Namespaced De Bruijn indices for duplicate record fields
07 May 2024Namespaced De Bruijn indices are a really neat trick for representing names in programming language interpreters that I learned from @fullmoon. In short, the idea is pretty much that you can access shadowed variables by starting at their last occurence and counting up. So for example, in this code
let x = 1
let y = 2
let x = 3
let y = 4
let x = 5
x
(which is equivalent to x@0
) is assigned
5, x@1
is 3, x@2
is 1, y
and
y@0
are 4 and y@1
is 2.
The way Gabby uses this is mostly intended for interpreters that need to do capture avoiding substitution. But even in a compiler, these are actually quite useful in combination with a feature that might seem completely unrelated at first!
Row polymorphism with duplicate labels
At this point, row polymorphism isn’t actually that uncommon. It’s a
way to represent anonymous record types and abstract over the fields of
a record without needing subtyping (which would make type inference
difficult and might lose information). For example, a function that
takes any record that has an x
field of type
Int
and a y
field of type String
and that replaces the value of y
with something of type
Bool
can look like this. (where r
is the row
that represents the remaining fields)
let f : forall r. { x : Int, y : String | r } -> { x : Int, y : Bool | r }
let f(r) = { r with y = r.x > 0 }
Now, one problem that quickly comes up with row polymorphism is how to do record extensions. It would be quite convenient to be able to write a function that adds a field to a record like this
let f : forall r. { | r } -> { x : Int | r }
let f(r) = { r extend x = 5 }
This seems innocent enough, but consider what happens if you call
this function on { x = "a" }
. The record already has an
x
field so you can’t exactly add another, can you? You
could give up here and make the programmer ensure that f
is
never called on a record that already has an x
field, and
some row polymorphism implementations really do this in practice! (for
example with qualified types / type class constraints).
But a much more elegant answer is given in the paper Extensible
records with scoped labels that e.g. Elm and Purescript[^purescript]
are based on. Its answer to row extensions is: just allow duplicate
fields! If you apply f
to { x = "a" }
, you
just get { x = 5, x = "a" }
, which has type
{ x : Int, x : String }
. This means that the order of
fields is not entirely irrelevant anymore, but fortunately the type
system only needs to preserve the order of fields with the same
name so it’s barely noticable in practice.

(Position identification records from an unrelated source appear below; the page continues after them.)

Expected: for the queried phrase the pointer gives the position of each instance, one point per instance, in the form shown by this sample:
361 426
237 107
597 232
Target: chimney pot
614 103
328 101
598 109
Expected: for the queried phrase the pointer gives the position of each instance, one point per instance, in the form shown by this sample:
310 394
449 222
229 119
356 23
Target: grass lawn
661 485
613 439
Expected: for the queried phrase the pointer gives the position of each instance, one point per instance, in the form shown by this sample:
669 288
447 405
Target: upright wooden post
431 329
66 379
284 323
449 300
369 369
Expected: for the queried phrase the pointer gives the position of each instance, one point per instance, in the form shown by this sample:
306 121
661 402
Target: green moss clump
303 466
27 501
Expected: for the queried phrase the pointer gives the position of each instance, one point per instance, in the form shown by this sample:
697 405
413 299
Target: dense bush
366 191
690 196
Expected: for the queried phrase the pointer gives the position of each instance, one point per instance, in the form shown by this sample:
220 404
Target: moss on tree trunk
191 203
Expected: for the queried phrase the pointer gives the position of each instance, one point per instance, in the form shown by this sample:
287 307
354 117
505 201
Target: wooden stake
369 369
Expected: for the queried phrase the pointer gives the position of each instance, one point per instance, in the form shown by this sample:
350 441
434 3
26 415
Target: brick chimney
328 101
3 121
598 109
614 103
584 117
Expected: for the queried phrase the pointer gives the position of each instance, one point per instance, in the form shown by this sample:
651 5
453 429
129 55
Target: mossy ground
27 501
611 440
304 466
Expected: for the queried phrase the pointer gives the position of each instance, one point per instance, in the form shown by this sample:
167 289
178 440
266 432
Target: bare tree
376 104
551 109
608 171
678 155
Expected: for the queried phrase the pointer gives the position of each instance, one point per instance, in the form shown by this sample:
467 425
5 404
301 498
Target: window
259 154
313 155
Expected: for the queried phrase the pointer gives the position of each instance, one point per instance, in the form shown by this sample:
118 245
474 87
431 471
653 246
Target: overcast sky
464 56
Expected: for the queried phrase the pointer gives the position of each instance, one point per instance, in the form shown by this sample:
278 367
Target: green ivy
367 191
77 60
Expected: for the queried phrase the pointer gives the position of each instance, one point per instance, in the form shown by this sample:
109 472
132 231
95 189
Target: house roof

If you paid attention, you might now be asking “how do I access the
second x
field?”. And the traditional answer to this is:
you don’t! The row extension has shadowed the inner x
, so
the only way to access it now is to remove the outer field. If your type
system even supports that (most don’t). Buuut…
We can use namespaced De Bruijn indices!
If you want to access the second x
field of a record,
you can just write r.x@1
! And if you want to access the,
say, 27th field, you just write r.x@26
! This also works
seamlessly with polymorphism and type inference. For example, a generic
function like f(r) = r.x@2
would easily be inferred to have
type
f : forall r a b c. { x : a, x : b, x : c | r } -> c
.
I think this is pretty cute :) [^purescript]: As far as I know.
Don’t quote me on this ^^ Well, kind
of